The "Powered Armor" Budget Subcommittee is a Choice Appointment

So when I was looking at that dialogue exchange from last Wednesday's post, I was thinking about how it's kind of pompous for Stark to be bragging about how custom-made his armor is, given the immense amount of money he put into designing it. Of course your stuff is top of the line, Tony, you're freaking rich.

But in Stark's defense, he does design his own suits, it's not like he paid someone else to do it. Unless that's going to be the next big disaster in his life. Tony Stark has been stealing other people's intellectual property for years for his armors, and using his financial clout to keep them from doing anything about it. Until that's actually established though, he's makes his own stuff.

And the Firepower armor was originally designed with military backing, so it's not like it was done with whatever pocket change Edwin Cord could find in the couch cushions. I don't know if that's still the case, given that Firepower was trying to break into Stark's HQ for upgrades. He might be on his own now.
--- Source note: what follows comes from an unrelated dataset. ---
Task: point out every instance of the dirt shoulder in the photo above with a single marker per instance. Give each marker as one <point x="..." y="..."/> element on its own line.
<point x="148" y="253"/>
But that got me thinking. In our world, the U.S. spends a frankly ludicrous amount on the military every year. Like 15% of all federal spending, and over 50% of the discretionary (appropriations determined) spending. And that's in our world. What's it's like in the Marvel Universe?

The U.S. there still seems to have a standard military like our own, judging by the number of tanks and jets the Hulk smashed over the years. But you also have the Hulkbusters, the various attempts at a Super-Soldier project, stuff like Firepower. I don't know if the Sentinels would fall under that, kind of hard to believe they wouldn't be getting at least some dollars from military spending. All that stuff would be astronomically expensive.

Or maybe it's not. I mean, Jonah Jameson funded the creation of the Scorpion, multiple Spider-Slayers, I think another villain called the Fly, and hired Luke Cage at least once. I would expect a newspaper publisher, especially in the '60s and '70s, to be fairly well off, but that's kind of nuts. As Spidey pointed out once, Jameson could have just given all that cash to the webslinger in exchange for him leaving town, and then Spidey could have been Milwaukee's problem. Or the founding member of the Great Lakes Avengers. Whichever.

So maybe things just aren't as expensive in the Marvel Universe. It's the unseen effect of all the super-scientists running around creating Pym Particles, unstable molecules, artificial intelligences, and new, almost indestructible alloys at the drop of a hat. The ideas keep popping up, so they get devalued. Or the heroic scientists give it away cheaply for the betterment of humanity or something, while the villains' stuff just get confiscated.